Author: Written by Bellows, R. A., P. C. Genho, S. A. Moore, and C. C. Chase, Jr

Journal: Journal of Animal Science, Mar 1993; 71: 602 – 607.

Abstract: This study was conducted to determine relative relationships among factors affecting dystocia in Brahman-cross heifers. Body and pelvic measurements were obtained in mid-June (when heifers were approximately 17 mo old), 45 d after a 60-d breeding season. Heifers studied were 207 Red Brangus, 209 Simbrah, and 250 Braford bred to Black Angus bulls; calving began on December 1. Heifers grazed stockpiled bahia and hemarthria grass or ryegrass supplemented with 0.9 kg of 32% protein cottonseed meal and 1.8 kg of mill-run black strap molasses daily during calving.
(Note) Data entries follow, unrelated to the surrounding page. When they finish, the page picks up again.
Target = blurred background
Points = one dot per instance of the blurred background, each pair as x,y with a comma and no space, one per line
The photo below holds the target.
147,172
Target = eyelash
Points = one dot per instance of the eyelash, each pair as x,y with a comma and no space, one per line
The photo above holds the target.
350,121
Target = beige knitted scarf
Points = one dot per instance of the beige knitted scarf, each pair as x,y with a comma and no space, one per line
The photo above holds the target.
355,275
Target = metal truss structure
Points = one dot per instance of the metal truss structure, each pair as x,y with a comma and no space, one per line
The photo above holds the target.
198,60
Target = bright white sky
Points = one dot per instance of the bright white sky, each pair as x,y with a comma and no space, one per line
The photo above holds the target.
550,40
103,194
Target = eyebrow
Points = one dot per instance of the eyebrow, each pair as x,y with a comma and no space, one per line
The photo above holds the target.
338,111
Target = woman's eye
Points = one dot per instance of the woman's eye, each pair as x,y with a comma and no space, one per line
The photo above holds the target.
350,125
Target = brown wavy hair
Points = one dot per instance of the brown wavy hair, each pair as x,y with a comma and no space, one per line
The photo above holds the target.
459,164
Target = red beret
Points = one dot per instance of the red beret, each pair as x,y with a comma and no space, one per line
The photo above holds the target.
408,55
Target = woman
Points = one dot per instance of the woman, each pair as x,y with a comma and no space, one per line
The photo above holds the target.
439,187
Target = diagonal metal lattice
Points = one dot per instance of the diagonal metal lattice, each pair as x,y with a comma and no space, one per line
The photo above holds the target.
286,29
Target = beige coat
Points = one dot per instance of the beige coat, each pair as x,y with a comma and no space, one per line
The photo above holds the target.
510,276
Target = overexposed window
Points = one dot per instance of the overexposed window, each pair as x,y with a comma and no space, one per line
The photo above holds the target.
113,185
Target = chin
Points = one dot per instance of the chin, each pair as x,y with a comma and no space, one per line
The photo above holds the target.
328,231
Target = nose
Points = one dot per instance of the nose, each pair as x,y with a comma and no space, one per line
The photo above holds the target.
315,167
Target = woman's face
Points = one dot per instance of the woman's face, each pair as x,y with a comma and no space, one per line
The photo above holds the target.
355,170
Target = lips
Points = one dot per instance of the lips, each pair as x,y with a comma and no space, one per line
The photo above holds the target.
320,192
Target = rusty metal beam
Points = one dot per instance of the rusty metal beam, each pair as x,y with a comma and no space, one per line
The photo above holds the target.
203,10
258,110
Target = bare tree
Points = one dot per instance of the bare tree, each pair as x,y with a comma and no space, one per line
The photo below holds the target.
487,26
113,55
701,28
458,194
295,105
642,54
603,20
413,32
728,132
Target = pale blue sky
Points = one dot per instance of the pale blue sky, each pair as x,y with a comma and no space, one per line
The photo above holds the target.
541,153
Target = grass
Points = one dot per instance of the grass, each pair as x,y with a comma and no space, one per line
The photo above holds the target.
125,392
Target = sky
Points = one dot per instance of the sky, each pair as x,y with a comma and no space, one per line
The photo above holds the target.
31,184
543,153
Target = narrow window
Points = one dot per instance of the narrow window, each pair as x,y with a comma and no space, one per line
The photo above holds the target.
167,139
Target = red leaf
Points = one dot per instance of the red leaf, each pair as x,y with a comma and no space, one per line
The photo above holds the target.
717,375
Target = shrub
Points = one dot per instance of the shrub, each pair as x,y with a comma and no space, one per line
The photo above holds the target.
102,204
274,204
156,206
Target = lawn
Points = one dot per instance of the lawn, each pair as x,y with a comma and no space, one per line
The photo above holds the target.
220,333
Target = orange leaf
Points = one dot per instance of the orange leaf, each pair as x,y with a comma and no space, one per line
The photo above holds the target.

Calvings were scored (1 = no difficulty to 4 = major difficulty). A random sample of birth weights were obtained on 131 and 210 calves in 1992 and 1993. Data were analyzed within year by SAS procedures. Breed differences in dam size and pelvic measurements were highly significant. Residual correlations between body weight and pelvic area were .20 and .35 (both P < .01) for 1991 and 1992. Dystocia incidence was 6.9% in 1992 and 10.5% in 1993, with higher incidence in males than in females (1992, 10.6 vs 3.1%, P = .08; 1993, 15.6 vs 4.2%, P < .01, male vs female, respectively). Male birth weight exceeded (P < .01) that of females (26.7 vs 24.3 kg, 1992; 28.1 vs 26.1 kg, 1993). Correlations among dam size and calf birth weight were not significant. Birth weight was significantly correlated with dystocia score (.19 and .49, 1992 and 1993). Path analyses of influences on dystocia found birth weight, dam heart girth, and body weight significant in 1992, but only birth weight significant in 1993. Regression of calving score on birth weight was curvilinear and significant in both years, with the birth weight inflection point at 22 kg. We conclude that dam body size data obtained following the breeding season were of minor value in determining dystocia, but birth weight was consistently important.